1928 Bentley 6.5-Litre
Very few would have been delivered in the majestic form that BR2354 was, with costly coachwork that mirrored its sporting mechanical aspects. This Bentley received its body by the esteemed company of Barker & Co. Coachbuilders, a rare choice, as Barker ultimately bodied only 19 of the 6.5-liter chassis. True to form, Barker clothed the brazen Bentley with a beautifully proportioned and high-quality sports tourer body, seating seven adults if required, with two rear fold-down occasional seats, a tour de force in coachbuilding curved throughout on multiple planes and supremely elegant. A period photograph, reproduced on these pages, shows the finished article, which after being registered in May 1928 was used by HM Bentley & Partners as their Demonstrator.

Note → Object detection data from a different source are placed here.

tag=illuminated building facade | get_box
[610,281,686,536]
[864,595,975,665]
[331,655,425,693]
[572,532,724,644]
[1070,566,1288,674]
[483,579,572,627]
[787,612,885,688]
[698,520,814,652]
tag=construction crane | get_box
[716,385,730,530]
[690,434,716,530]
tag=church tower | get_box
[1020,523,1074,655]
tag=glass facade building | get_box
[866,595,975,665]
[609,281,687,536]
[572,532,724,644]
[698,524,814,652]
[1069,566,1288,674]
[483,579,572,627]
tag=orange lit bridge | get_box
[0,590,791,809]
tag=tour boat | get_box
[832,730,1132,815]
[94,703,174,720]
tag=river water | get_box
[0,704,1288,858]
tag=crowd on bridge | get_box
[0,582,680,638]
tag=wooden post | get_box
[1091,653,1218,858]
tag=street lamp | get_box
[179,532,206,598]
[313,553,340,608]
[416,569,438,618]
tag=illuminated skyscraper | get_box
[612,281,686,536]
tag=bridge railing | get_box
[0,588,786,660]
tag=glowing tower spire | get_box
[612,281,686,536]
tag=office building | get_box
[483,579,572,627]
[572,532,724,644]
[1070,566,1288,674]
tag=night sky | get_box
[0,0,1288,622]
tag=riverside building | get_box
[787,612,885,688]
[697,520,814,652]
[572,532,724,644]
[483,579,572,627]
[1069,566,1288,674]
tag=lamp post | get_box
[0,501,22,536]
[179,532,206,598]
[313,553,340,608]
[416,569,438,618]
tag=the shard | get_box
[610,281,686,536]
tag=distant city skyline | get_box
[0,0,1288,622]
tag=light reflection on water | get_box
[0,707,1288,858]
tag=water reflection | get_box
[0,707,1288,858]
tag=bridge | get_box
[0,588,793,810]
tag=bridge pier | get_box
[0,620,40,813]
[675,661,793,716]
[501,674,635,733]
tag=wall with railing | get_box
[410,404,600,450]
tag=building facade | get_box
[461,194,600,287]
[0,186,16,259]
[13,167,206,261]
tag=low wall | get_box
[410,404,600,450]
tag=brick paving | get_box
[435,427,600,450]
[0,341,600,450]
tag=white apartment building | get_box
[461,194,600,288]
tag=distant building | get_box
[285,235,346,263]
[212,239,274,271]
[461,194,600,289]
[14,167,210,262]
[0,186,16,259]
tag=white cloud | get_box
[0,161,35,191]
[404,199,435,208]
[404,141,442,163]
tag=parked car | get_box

It was to be a proposition that very few could step up to, the buyer a Major J.T. North taking delivery eleven months later. Major North, a resident of Surrey, was the nephew of the infamous Chile "Nitrate King" Colonel JT North, and was a decorated veteran of the Great War.
Two further British custodians handled the Bentley, before it migrated in 1937, comfortably before the outbreak of war, to South Africa for a 75-year sojourn. In the early 1940s, on the Cape, it was owned by two young friends in the South African Air Force. But, despite being out of harm's way from the UK, it was not immune to the consequences of the times; large capacity six-cylinder cars not being easy to keep on the road during fuel shortages. On one occasion, running the car on Aviation fuel caused the car to be impounded by the local authorities. Then, as an alternative, for a while the resourceful Air Forcers converted its fuel source to be wood! Photos on file still exist with its wood burner sitting where its luggage rack once was.
Ownership would pass a few times before it arrived with long term owner, South African Mrs. Alva Wilkins in 1964. Mrs. Alva Wilkins, a lady of diminutive stature of 5ft 4ins, quite the opposite of the Woolf Barnato "frame" that one might think was required to pilot these cars. Despite this, she actively used the Vintage Bentley for the next 20 years, including tours in both Australia and Africa. Its next custodian would keep the car for almost 30 years before the current owner negotiated to repatriate the Bentley from its long-term South African home.